Explicá-lo apenas com força de vontade é ignorar a ciência. A dependência química é uma condição complexa , enraizada na idade, no estresse, na genética e em experiências precoces (incluindo experiências pré-natais). Em jovens, ela está interligada a um aspecto pouco conhecido: a incapacidade do cérebro adolescente de aprender com a punição. Isso é demonstrado pelos estudos de Michela Marinelli, neurocientista italiana da Universidade do Texas em Austin, que dedicou sua vida à pesquisa sobre dependência química e aos estudos sobre neurônios dopaminérgicos. "Durante uma punição, esses neurônios devem fazer uma pausa. É essa pausa que nos ensina a não repetir um erro. Mas em adolescentes, essa pausa muitas vezes não existe. Não é rebelião. É neurobiologia."
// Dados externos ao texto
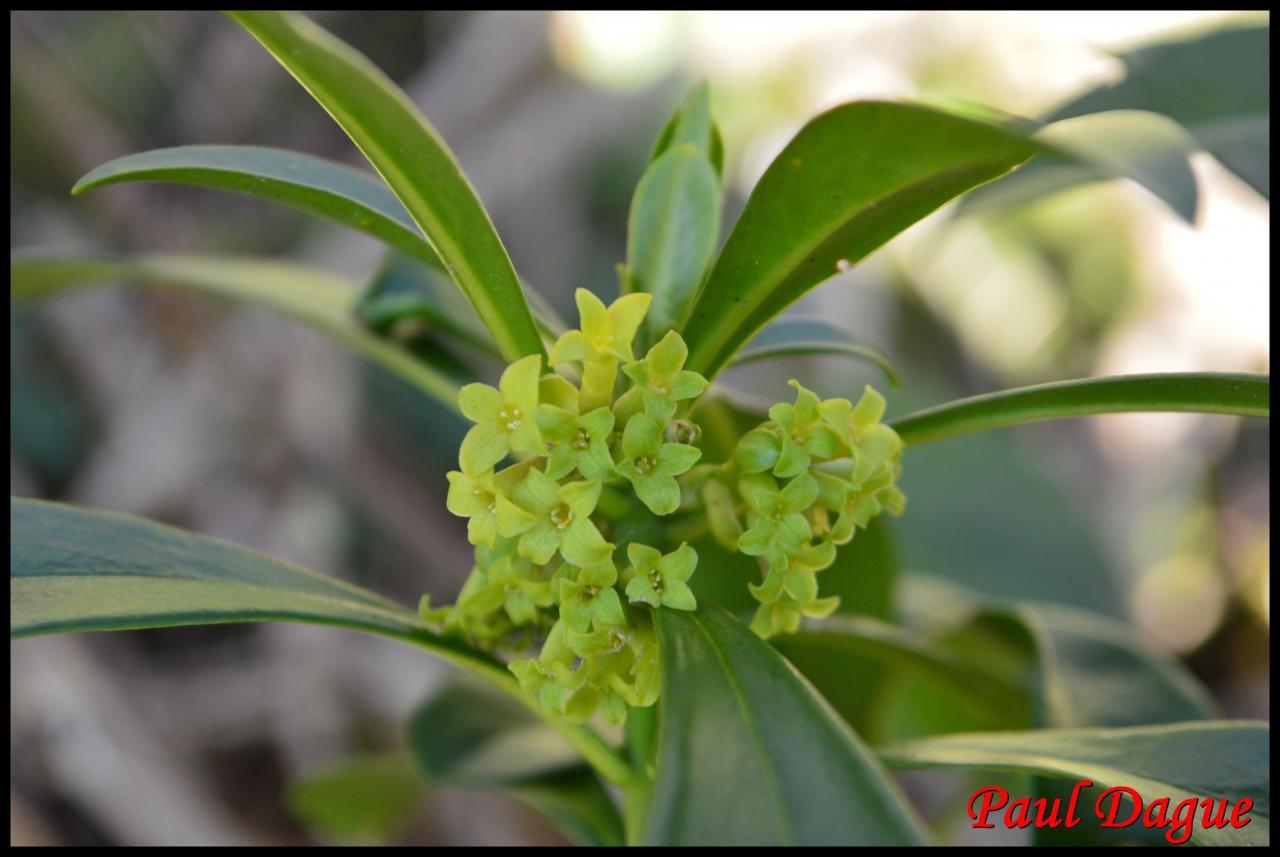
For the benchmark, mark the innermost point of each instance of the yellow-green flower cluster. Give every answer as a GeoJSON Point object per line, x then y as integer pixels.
{"type": "Point", "coordinates": [545, 568]}
{"type": "Point", "coordinates": [805, 480]}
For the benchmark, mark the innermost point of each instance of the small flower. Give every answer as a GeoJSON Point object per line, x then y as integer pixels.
{"type": "Point", "coordinates": [512, 583]}
{"type": "Point", "coordinates": [804, 432]}
{"type": "Point", "coordinates": [606, 333]}
{"type": "Point", "coordinates": [475, 498]}
{"type": "Point", "coordinates": [551, 517]}
{"type": "Point", "coordinates": [577, 443]}
{"type": "Point", "coordinates": [590, 601]}
{"type": "Point", "coordinates": [662, 580]}
{"type": "Point", "coordinates": [661, 380]}
{"type": "Point", "coordinates": [778, 527]}
{"type": "Point", "coordinates": [504, 417]}
{"type": "Point", "coordinates": [652, 466]}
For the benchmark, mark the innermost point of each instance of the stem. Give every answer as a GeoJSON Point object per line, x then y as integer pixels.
{"type": "Point", "coordinates": [1239, 393]}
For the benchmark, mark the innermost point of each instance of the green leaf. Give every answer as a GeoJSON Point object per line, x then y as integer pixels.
{"type": "Point", "coordinates": [799, 335]}
{"type": "Point", "coordinates": [1237, 393]}
{"type": "Point", "coordinates": [693, 124]}
{"type": "Point", "coordinates": [366, 798]}
{"type": "Point", "coordinates": [314, 297]}
{"type": "Point", "coordinates": [750, 755]}
{"type": "Point", "coordinates": [403, 288]}
{"type": "Point", "coordinates": [1219, 760]}
{"type": "Point", "coordinates": [81, 569]}
{"type": "Point", "coordinates": [1147, 147]}
{"type": "Point", "coordinates": [851, 179]}
{"type": "Point", "coordinates": [469, 737]}
{"type": "Point", "coordinates": [312, 184]}
{"type": "Point", "coordinates": [671, 233]}
{"type": "Point", "coordinates": [1215, 83]}
{"type": "Point", "coordinates": [414, 160]}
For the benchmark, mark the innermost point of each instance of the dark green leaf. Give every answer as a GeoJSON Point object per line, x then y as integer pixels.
{"type": "Point", "coordinates": [1178, 761]}
{"type": "Point", "coordinates": [314, 297]}
{"type": "Point", "coordinates": [1216, 83]}
{"type": "Point", "coordinates": [1238, 393]}
{"type": "Point", "coordinates": [346, 196]}
{"type": "Point", "coordinates": [368, 798]}
{"type": "Point", "coordinates": [414, 160]}
{"type": "Point", "coordinates": [750, 755]}
{"type": "Point", "coordinates": [671, 233]}
{"type": "Point", "coordinates": [470, 737]}
{"type": "Point", "coordinates": [851, 179]}
{"type": "Point", "coordinates": [799, 335]}
{"type": "Point", "coordinates": [1147, 147]}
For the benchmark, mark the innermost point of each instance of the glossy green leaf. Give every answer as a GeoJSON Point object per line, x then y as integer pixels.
{"type": "Point", "coordinates": [1215, 83]}
{"type": "Point", "coordinates": [403, 289]}
{"type": "Point", "coordinates": [851, 179]}
{"type": "Point", "coordinates": [671, 233]}
{"type": "Point", "coordinates": [1188, 760]}
{"type": "Point", "coordinates": [691, 123]}
{"type": "Point", "coordinates": [314, 297]}
{"type": "Point", "coordinates": [791, 337]}
{"type": "Point", "coordinates": [467, 736]}
{"type": "Point", "coordinates": [362, 800]}
{"type": "Point", "coordinates": [346, 196]}
{"type": "Point", "coordinates": [414, 160]}
{"type": "Point", "coordinates": [1237, 393]}
{"type": "Point", "coordinates": [81, 569]}
{"type": "Point", "coordinates": [748, 754]}
{"type": "Point", "coordinates": [1150, 149]}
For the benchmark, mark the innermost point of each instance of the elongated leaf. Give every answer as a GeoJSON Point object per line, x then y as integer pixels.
{"type": "Point", "coordinates": [796, 335]}
{"type": "Point", "coordinates": [81, 569]}
{"type": "Point", "coordinates": [467, 736]}
{"type": "Point", "coordinates": [1150, 149]}
{"type": "Point", "coordinates": [851, 179]}
{"type": "Point", "coordinates": [346, 196]}
{"type": "Point", "coordinates": [1216, 83]}
{"type": "Point", "coordinates": [693, 124]}
{"type": "Point", "coordinates": [749, 755]}
{"type": "Point", "coordinates": [316, 298]}
{"type": "Point", "coordinates": [366, 798]}
{"type": "Point", "coordinates": [672, 232]}
{"type": "Point", "coordinates": [403, 288]}
{"type": "Point", "coordinates": [414, 160]}
{"type": "Point", "coordinates": [1238, 393]}
{"type": "Point", "coordinates": [1179, 761]}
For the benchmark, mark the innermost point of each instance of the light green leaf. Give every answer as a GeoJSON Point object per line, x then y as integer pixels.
{"type": "Point", "coordinates": [403, 288]}
{"type": "Point", "coordinates": [851, 179]}
{"type": "Point", "coordinates": [1237, 393]}
{"type": "Point", "coordinates": [81, 569]}
{"type": "Point", "coordinates": [749, 755]}
{"type": "Point", "coordinates": [469, 737]}
{"type": "Point", "coordinates": [362, 800]}
{"type": "Point", "coordinates": [1147, 147]}
{"type": "Point", "coordinates": [693, 124]}
{"type": "Point", "coordinates": [346, 196]}
{"type": "Point", "coordinates": [791, 335]}
{"type": "Point", "coordinates": [1178, 761]}
{"type": "Point", "coordinates": [414, 160]}
{"type": "Point", "coordinates": [314, 297]}
{"type": "Point", "coordinates": [671, 233]}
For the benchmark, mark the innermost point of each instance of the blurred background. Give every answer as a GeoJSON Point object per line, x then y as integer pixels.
{"type": "Point", "coordinates": [241, 425]}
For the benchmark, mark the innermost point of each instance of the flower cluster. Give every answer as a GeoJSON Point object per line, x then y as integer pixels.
{"type": "Point", "coordinates": [805, 480]}
{"type": "Point", "coordinates": [558, 563]}
{"type": "Point", "coordinates": [545, 568]}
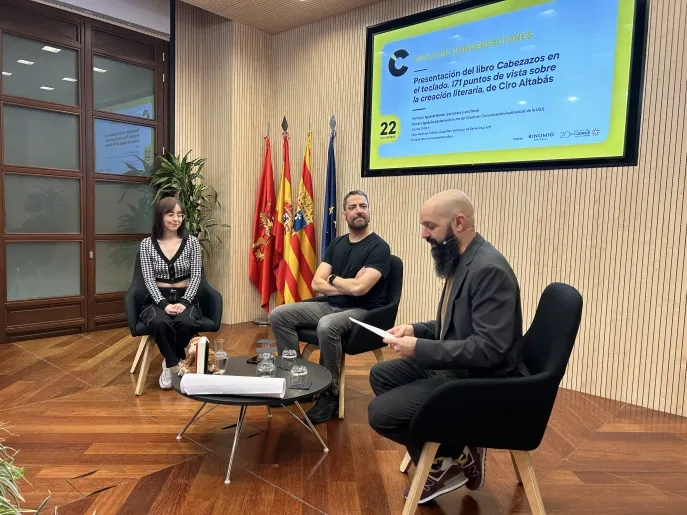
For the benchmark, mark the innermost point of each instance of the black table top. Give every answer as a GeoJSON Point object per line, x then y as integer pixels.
{"type": "Point", "coordinates": [237, 366]}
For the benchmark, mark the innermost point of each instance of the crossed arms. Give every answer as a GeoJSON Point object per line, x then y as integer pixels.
{"type": "Point", "coordinates": [362, 283]}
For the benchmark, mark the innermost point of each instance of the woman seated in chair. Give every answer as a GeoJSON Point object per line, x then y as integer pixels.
{"type": "Point", "coordinates": [171, 265]}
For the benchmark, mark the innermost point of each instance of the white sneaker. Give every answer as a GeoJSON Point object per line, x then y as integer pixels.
{"type": "Point", "coordinates": [166, 377]}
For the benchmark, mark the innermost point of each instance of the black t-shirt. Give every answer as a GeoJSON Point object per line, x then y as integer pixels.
{"type": "Point", "coordinates": [348, 258]}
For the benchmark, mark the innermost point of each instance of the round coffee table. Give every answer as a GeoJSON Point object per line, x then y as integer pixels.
{"type": "Point", "coordinates": [320, 377]}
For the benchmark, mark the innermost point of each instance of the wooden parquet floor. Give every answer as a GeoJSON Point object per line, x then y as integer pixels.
{"type": "Point", "coordinates": [86, 438]}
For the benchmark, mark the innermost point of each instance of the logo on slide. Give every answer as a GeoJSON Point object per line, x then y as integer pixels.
{"type": "Point", "coordinates": [395, 70]}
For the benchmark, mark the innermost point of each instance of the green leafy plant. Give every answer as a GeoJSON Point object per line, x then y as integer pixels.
{"type": "Point", "coordinates": [10, 475]}
{"type": "Point", "coordinates": [182, 178]}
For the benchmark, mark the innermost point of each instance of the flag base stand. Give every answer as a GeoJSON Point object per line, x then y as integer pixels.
{"type": "Point", "coordinates": [261, 321]}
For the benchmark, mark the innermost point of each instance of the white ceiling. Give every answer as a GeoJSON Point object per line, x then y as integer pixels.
{"type": "Point", "coordinates": [274, 16]}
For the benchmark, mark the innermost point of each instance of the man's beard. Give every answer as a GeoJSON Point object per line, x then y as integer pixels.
{"type": "Point", "coordinates": [355, 224]}
{"type": "Point", "coordinates": [446, 254]}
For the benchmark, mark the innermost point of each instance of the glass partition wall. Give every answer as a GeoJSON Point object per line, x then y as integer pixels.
{"type": "Point", "coordinates": [82, 117]}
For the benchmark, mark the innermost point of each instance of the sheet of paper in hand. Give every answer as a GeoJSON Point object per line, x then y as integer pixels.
{"type": "Point", "coordinates": [376, 330]}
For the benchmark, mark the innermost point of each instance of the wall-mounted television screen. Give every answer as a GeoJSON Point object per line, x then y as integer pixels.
{"type": "Point", "coordinates": [486, 85]}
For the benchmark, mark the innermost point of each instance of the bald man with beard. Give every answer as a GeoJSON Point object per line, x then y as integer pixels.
{"type": "Point", "coordinates": [476, 333]}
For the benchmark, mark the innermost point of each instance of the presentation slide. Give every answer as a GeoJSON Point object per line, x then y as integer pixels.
{"type": "Point", "coordinates": [507, 82]}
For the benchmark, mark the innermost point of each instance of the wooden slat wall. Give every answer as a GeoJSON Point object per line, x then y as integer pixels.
{"type": "Point", "coordinates": [222, 96]}
{"type": "Point", "coordinates": [617, 234]}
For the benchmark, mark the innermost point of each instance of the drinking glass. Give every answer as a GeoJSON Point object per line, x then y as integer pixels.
{"type": "Point", "coordinates": [299, 376]}
{"type": "Point", "coordinates": [220, 356]}
{"type": "Point", "coordinates": [265, 356]}
{"type": "Point", "coordinates": [288, 359]}
{"type": "Point", "coordinates": [266, 368]}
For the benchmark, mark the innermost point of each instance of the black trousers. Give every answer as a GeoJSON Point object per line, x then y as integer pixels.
{"type": "Point", "coordinates": [401, 386]}
{"type": "Point", "coordinates": [172, 333]}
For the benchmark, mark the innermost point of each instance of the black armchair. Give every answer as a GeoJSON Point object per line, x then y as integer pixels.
{"type": "Point", "coordinates": [210, 302]}
{"type": "Point", "coordinates": [360, 340]}
{"type": "Point", "coordinates": [504, 413]}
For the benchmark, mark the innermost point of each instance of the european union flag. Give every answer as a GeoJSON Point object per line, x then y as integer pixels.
{"type": "Point", "coordinates": [329, 218]}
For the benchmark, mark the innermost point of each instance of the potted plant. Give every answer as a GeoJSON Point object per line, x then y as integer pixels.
{"type": "Point", "coordinates": [10, 475]}
{"type": "Point", "coordinates": [182, 178]}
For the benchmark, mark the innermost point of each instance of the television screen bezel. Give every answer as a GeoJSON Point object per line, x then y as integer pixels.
{"type": "Point", "coordinates": [633, 114]}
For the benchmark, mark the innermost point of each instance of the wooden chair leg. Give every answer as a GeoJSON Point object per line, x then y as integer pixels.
{"type": "Point", "coordinates": [525, 469]}
{"type": "Point", "coordinates": [342, 385]}
{"type": "Point", "coordinates": [308, 350]}
{"type": "Point", "coordinates": [139, 351]}
{"type": "Point", "coordinates": [515, 467]}
{"type": "Point", "coordinates": [145, 365]}
{"type": "Point", "coordinates": [429, 451]}
{"type": "Point", "coordinates": [405, 464]}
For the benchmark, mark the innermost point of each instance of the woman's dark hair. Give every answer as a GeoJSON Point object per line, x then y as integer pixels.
{"type": "Point", "coordinates": [164, 206]}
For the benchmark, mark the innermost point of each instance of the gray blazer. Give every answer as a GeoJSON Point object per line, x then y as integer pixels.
{"type": "Point", "coordinates": [482, 335]}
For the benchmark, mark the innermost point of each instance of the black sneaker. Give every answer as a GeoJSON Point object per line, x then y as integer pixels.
{"type": "Point", "coordinates": [474, 465]}
{"type": "Point", "coordinates": [325, 408]}
{"type": "Point", "coordinates": [445, 476]}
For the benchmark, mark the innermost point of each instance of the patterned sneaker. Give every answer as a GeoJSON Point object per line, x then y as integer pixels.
{"type": "Point", "coordinates": [445, 476]}
{"type": "Point", "coordinates": [325, 408]}
{"type": "Point", "coordinates": [474, 463]}
{"type": "Point", "coordinates": [166, 377]}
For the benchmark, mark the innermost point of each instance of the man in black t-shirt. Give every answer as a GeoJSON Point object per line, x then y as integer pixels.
{"type": "Point", "coordinates": [353, 276]}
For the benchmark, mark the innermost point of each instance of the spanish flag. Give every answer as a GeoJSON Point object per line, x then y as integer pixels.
{"type": "Point", "coordinates": [303, 262]}
{"type": "Point", "coordinates": [283, 229]}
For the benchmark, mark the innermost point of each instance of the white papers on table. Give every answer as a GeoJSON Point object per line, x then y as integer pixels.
{"type": "Point", "coordinates": [376, 330]}
{"type": "Point", "coordinates": [206, 384]}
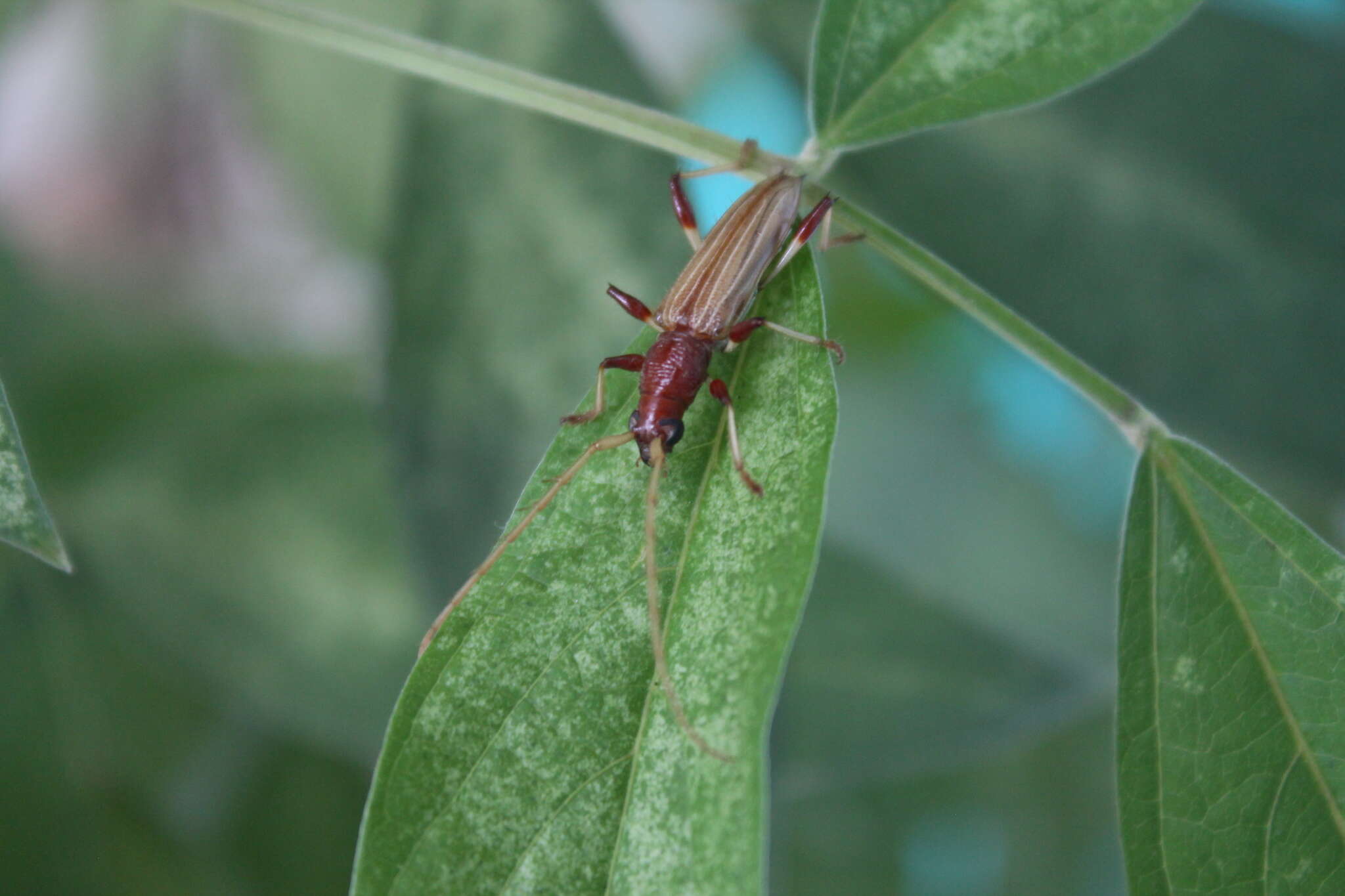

Por trás da cientista está a história de uma mulher movida pelo amor à verdade, que deixou a Itália por não suportar a arrogância e o egocentrismo e adotou uma criança, filho de dois dependentes químicos, agora um adolescente em situação de risco. "Nos Estados Unidos, falamos de transtorno por uso de substâncias , mas prefiro chamá-lo de vício. A palavra vem do latim addictum . Quem não conseguia pagar uma dívida era designado, ad dictum , a alguém que exigia o pagamento, tornando-se seu escravo. O vício funciona assim: algo assume o controle e você para de tomar decisões."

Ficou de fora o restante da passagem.